Fun Stuff

- If you want to look at some scary code, check out the Google homepage. (remember ctrl+u)

Tuesday, September 1, 2015

Manovich Chapter One: But what does it mean?!?

What is New Media?

             According to Manovich, new media consists of everything that can be viewed (but not necessarily manipulated) on a computer (43). The things viewed on the computer can (and usually do) have a print counter part, however the print counter part is not considered new media because it is no longer in its digital form. For example, this blog is published in digital form so it is considered New Media. Even though the blog is currently in digital form and is considered New Media, if we were to print it and pass it out to the class, the blog would lose its New Media smell and become old news before its time.

How Media Became New

Computers have been around a lot longer than I knew they had been. The first "computer" was a loom that functioned with punched-out index cards, and took its commands from the patterns on them.

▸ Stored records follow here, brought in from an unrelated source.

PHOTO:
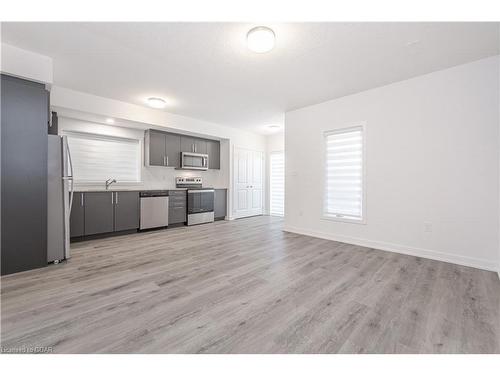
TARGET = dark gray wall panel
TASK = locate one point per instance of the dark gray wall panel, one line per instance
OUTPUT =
(77, 217)
(173, 150)
(24, 116)
(126, 210)
(220, 209)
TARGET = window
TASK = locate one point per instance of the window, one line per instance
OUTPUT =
(344, 190)
(277, 184)
(99, 157)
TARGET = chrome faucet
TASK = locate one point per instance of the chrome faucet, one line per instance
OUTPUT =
(108, 182)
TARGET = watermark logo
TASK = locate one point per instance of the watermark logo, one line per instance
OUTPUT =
(26, 349)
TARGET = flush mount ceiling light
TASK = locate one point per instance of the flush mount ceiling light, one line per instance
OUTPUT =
(156, 102)
(260, 39)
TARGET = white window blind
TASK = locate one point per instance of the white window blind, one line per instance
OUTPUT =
(99, 157)
(344, 174)
(277, 184)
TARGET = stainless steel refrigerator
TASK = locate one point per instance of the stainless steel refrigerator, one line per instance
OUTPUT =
(59, 198)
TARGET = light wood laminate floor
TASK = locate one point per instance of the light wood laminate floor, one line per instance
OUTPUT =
(248, 287)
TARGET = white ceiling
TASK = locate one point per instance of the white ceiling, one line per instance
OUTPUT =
(205, 70)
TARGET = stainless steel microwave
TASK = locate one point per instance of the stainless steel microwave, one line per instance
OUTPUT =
(192, 160)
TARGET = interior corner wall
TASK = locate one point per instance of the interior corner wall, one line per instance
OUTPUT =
(432, 161)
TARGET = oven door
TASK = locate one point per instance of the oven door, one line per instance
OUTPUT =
(191, 160)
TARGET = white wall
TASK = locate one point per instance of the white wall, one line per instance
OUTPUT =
(432, 146)
(70, 103)
(275, 143)
(25, 64)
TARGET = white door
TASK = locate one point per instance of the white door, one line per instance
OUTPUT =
(248, 182)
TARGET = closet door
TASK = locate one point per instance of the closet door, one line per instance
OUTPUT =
(248, 183)
(24, 111)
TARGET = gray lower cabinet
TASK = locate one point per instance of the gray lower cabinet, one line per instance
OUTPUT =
(77, 217)
(213, 151)
(104, 212)
(126, 215)
(220, 203)
(177, 206)
(99, 211)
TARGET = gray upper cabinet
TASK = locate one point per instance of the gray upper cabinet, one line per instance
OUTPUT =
(213, 151)
(192, 144)
(77, 217)
(98, 212)
(126, 205)
(173, 150)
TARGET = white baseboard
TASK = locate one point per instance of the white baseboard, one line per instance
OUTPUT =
(385, 246)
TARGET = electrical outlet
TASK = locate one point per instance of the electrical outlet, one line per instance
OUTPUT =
(427, 227)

This machine came about because mass media was starting to pick up, and a way to mass produce papers was needed because typesetting on a printing press was a nightmare. After the new printer came the first mode of movies when pictures were put into motion. Electric tabulating machines started to pop up around the late 1800's and  they were a life-saver for everyone who had to calculate numbers by hand. In fact, the machines became so popular that the Tabulating Machine company evolved into IBM in 1924. Once computers took hold, everything was translated into ones and zeros and put onto computers.

The Five Principles

1. Numerical Representation:
            Everything that has been turned into data is represented by 1's and 0's that are reassembled on the screen to show us what we've clicked on, or opened up. The pictures and other things stored in numerical sequences are described using mathematical functions. All things stored in "data format" can be changed, and all changes are made with algorithms. 

2. Modularity: 
            Everything can be changed or manipulated and what we see on the computer screen is made up of pixels. Pixels are the one's and zero's, or the code, that make up what we're looking at. Coding became mainstream in the 1970's, when computers started to become more popular. Coding exists in every element of our technological world including our phones, TVs, game systems, cars, appliances with digital screens and many, many other electronic things in our lives.

3. Automation:    
           There are two types of automation, low-level and high level. Low-level automation consists of things created by the user on a computer from scratch while using a template or other things that already exist in the system. High-level automation consists of things the computer can do or make, but the computer needs to have some understanding of what it is making or doing. High-level automation is becoming very popular and ever-more useful in the world, and is driving the development of A.I. (artificial intelligence).

4. Variability:
            Everything on a computer can be manipulated or changed, you just have to know how to do it. All content on computers is capable of changing, that is why viruses work, or should I say destroy? Viruses take one piece of the code and either change its algorithms to do something they're not suppose to, or destroy them completely. Humans can change the algorithms themselves as well, that is what our class is teaching us how to do.

5. Transcoding:
            Transcoding is the translation of soemthing from one form to another. Manovich mentions that transcoding could have unintended consequences in the long run. He says that the cultural layer of New Media may be compromised by the technological means it is delivered, or translated, by because the computers' logic will override the logic of media either here or there within the code. Misunderstanding will eventually run amuck because we are losing part of the media's meaning by translating it into a sterile algorithm. Computers and software are constantly evolving, and that is where older things may get lost in translation.